Il attrapa la moto par les poignées et l'approcha de moi. J'étais très excitée à l'idée de me promener dessus avec lui, même si je ne conduirai pas. Le fait que je serai assise très très proche de lui n'était pas pour me déplaire non plus, me faisant un peu oublier ma déception qu'il allait conduire et pas moi. Il embarqua dessus et se retourna vers moi.
- Tu viens ou pas? Me demanda-t-il impatiemment.
Je regardai le petit espace restant derrière lui sur la banquette de cuir et réalisai que je devrai m'asseoir encore plus près de lui que je pensais. Je pris place derrière lui, puis me demandai où mettre mes mains pour ne pas tomber de l'engin.

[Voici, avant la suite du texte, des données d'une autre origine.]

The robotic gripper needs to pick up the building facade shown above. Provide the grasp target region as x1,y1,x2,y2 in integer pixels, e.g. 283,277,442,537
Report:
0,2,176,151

- Accroche-toi à moi, Meadowes, ou tu seras éjectée immédiatement! Me cria-t-il par-dessus le vrombissement tonitruant du moteur en marche.
J'entourai sa taille de mes bras, un peu mal à l'aise. Alors qu'il commença à avancer, le contre-coup failli me faire tomber de l'engin, alors je resserrai de beaucoup ma poigne autour de lui, nouant mes mains solidement ensemble sur son estomac pour être bien accrochée. Alors qu'on arrivait à la route, Sirius arrêta et je le vis appuyer sur un bouton bleu, nous faisant disparaître, puis pousser un bouton blanc, faisant décoller la moto du sol pour aller dans les airs, volant.
- TU Y ES ARRIVÉ? Lui criais-je.
- EN FAIT, JE SUIS À L'ÉTAPE DU TEST, POUR TOUT TE DIRE! Me dit-il, clairement excité.
Je poussai plus loin dans mon esprit la pensée que si ça ne fonctionnait pas bien, nous tomberions librement du ciel. Après tout, nous avions nos baguettes et nous savions comment nous en servir pour ne pas tomber vers une mort certaine. Je pris tout de même une minute pour noter dans mon esprit les possibles formules qui pourraient me sauver la vie en cas de chute, juste au cas-où. Ensuite, je décidai d'arrêter d'angoisser et de profiter du moment. J'adorais l'excitation qui venait avec le fait de voler, sentir la résistance du vent, la magnifique vue dont nous jouissions sur le moment.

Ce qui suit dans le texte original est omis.